Add a drop or two of Lugol's iodine to what remains in the culture tube (ratio should be 4:1 culture to iodine). Mix and prepare a slide of one drop of culture, with cover slip but no vaseline. The cells won't be moving now, so they will be harder to see. They appear yellow to reddish-brown in dark field mode. See if you can spot the flagella now, which will appear bright against the dark background. Zoom in on one or more cells as before, and look for flagella. They appear dark in phase contrast. Try to measure them using the ocular micrometer scale.
Observations of living bacteria
Obtain a bacterial plate or broth culture. Have handy a Fisher burner, striker, squirt bottle and loop. Turn on the gas, light the burner, and flame the loop as shown. Dip the loop in the broth culture, using aseptic technique as shown. Transfer the loopful of material to a slide and drop on a cover slip. Alternatively, place a small drop of water on a clean slide using the squirt bottle. After flaming the loop cool it by touching the surface of a bacterial plate, then, using aseptic technique, pick up a small amount of material and mix it into the drop of water. Drop on a cover slip.
Use dark field at low power to find the suspension, focusing first on a bubble or cover slip. the bacteria will be visible even at the lowest power, as bright spots against a dark background. Work up to 400 power. When you go from 100x to 400x, go to phase contrast mode, then swing the 40x phase contrast lens in place and focus. You may need to adjust the phase centering screws to get good contrast. Living non-motile bacteria exhibit Brownian motion, that is, they vibrate due to molecular motion. Motile bacteria will rapidly cross the field of view or lumber along in various directions depending on their size.
Mixed freshwater cultures (collected specimens)
An incredible variety of living things can be observed in samples taken from ponds, streams, stagnant pools, and cultures maintained in the laboratory. Collected samples and laboratory cultures can support a number of investigations that are centered on microscopy as the primary research tool.

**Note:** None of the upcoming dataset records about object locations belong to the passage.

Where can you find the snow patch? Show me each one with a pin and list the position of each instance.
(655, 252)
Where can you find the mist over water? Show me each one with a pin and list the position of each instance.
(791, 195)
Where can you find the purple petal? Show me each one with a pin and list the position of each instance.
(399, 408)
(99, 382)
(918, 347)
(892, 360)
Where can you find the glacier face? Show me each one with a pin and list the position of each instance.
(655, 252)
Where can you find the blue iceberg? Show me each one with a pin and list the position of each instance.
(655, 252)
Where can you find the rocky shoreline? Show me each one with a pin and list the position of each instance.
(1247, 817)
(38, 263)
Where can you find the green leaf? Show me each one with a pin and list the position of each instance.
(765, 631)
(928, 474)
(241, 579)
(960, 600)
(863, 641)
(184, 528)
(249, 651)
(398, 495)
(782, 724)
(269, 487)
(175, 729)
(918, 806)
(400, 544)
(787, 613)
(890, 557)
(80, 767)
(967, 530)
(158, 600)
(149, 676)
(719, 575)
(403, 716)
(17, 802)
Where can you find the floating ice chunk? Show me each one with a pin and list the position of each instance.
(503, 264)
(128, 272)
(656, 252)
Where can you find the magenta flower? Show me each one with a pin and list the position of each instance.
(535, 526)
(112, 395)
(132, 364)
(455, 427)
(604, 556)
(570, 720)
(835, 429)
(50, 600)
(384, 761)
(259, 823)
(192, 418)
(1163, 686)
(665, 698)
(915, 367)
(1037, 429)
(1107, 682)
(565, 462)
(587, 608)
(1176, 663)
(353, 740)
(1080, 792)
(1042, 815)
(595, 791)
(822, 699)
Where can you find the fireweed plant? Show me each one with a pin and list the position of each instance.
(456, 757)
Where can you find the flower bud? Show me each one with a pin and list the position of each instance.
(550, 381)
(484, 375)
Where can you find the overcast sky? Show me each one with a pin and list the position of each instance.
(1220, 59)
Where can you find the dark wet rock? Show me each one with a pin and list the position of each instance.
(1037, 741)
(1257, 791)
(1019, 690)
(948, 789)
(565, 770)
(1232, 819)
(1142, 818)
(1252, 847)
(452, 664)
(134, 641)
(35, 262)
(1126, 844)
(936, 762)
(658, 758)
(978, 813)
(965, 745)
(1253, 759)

Laboratory cultures as well as collected samples should be available for observation. First, place specimens in the wells of a micro spot plate and observe in the dissecting microscope (start at low magnification). Adjust the light to get a dark field effect, so you don't miss anything. The plate should be elevated on an illuminator stand or equivalent and the lamp aimed at the specimen either horizontally through the plate or at a 45 degree angle above the plate onto the specimen. Observe the variety of living things and how they move, attach, feed, etc.

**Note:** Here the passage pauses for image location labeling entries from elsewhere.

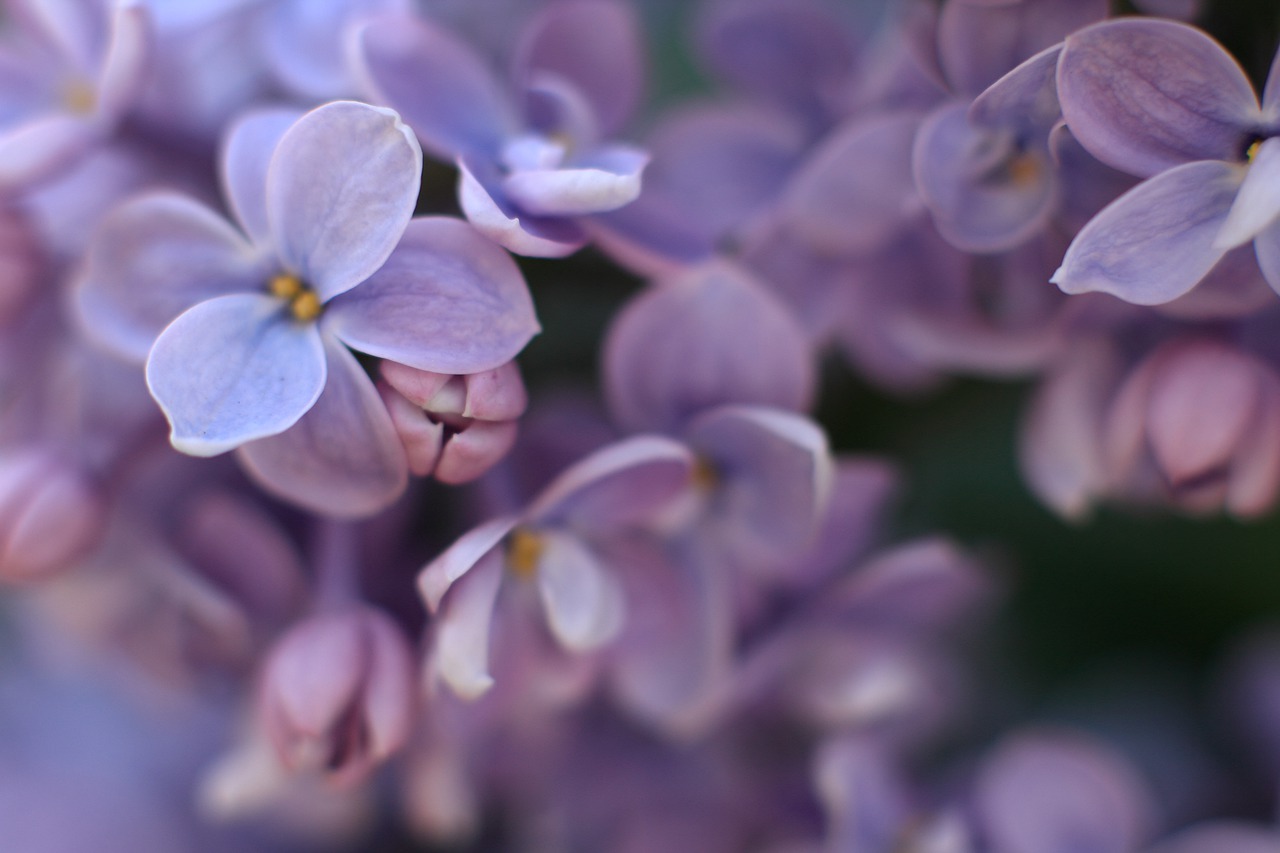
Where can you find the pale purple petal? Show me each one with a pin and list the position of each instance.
(246, 155)
(617, 486)
(36, 150)
(461, 653)
(151, 259)
(594, 185)
(583, 601)
(839, 205)
(1257, 205)
(1155, 242)
(126, 62)
(438, 575)
(234, 369)
(341, 188)
(773, 478)
(1146, 95)
(343, 457)
(1059, 447)
(986, 192)
(488, 209)
(1061, 793)
(1025, 97)
(446, 92)
(725, 340)
(447, 300)
(597, 46)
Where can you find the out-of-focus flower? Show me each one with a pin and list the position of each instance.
(1200, 137)
(338, 693)
(533, 158)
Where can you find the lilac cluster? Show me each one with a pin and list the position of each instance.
(266, 469)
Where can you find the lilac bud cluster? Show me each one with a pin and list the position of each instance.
(279, 539)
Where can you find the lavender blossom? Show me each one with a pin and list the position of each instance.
(1200, 137)
(254, 351)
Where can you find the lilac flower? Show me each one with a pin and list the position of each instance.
(338, 693)
(553, 542)
(533, 160)
(248, 334)
(1162, 100)
(68, 71)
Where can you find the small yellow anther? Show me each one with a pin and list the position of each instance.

Select a specimen for viewing at higher magnification. Remember that many organisms attach to surfaces or congregate around particles, so include some living plant material or detritus in your specimen. Make a wet mount and begin observing.
As your skills improve, you can find more and more living things in a seemingly sterile environment. We will try to provide cultures with a diverse assortment of organisms, however their availability depends on the weather and degree of pollution of freshwater sources. The greatest diversity is in relatively stable, established, unpolluted ponds and slow streams. Drainage ditches such as Houston's bayous clear out after heavy rains, so that many times the samples are disappointing. They are also rather polluted, so that organisms that tolerate murky waters and lack of oxygen thrive, while more sensitive organisms are nowhere to be found.
You may wish to bring in your own samples. Any material from an untreated duck pond or backyard lily pond (preferably in full sun), a bog or marsh, a very green, stinky tank (pond), or a stagnant pool from a sunny location, associated with a stream, can be host to a diverse population of "critters."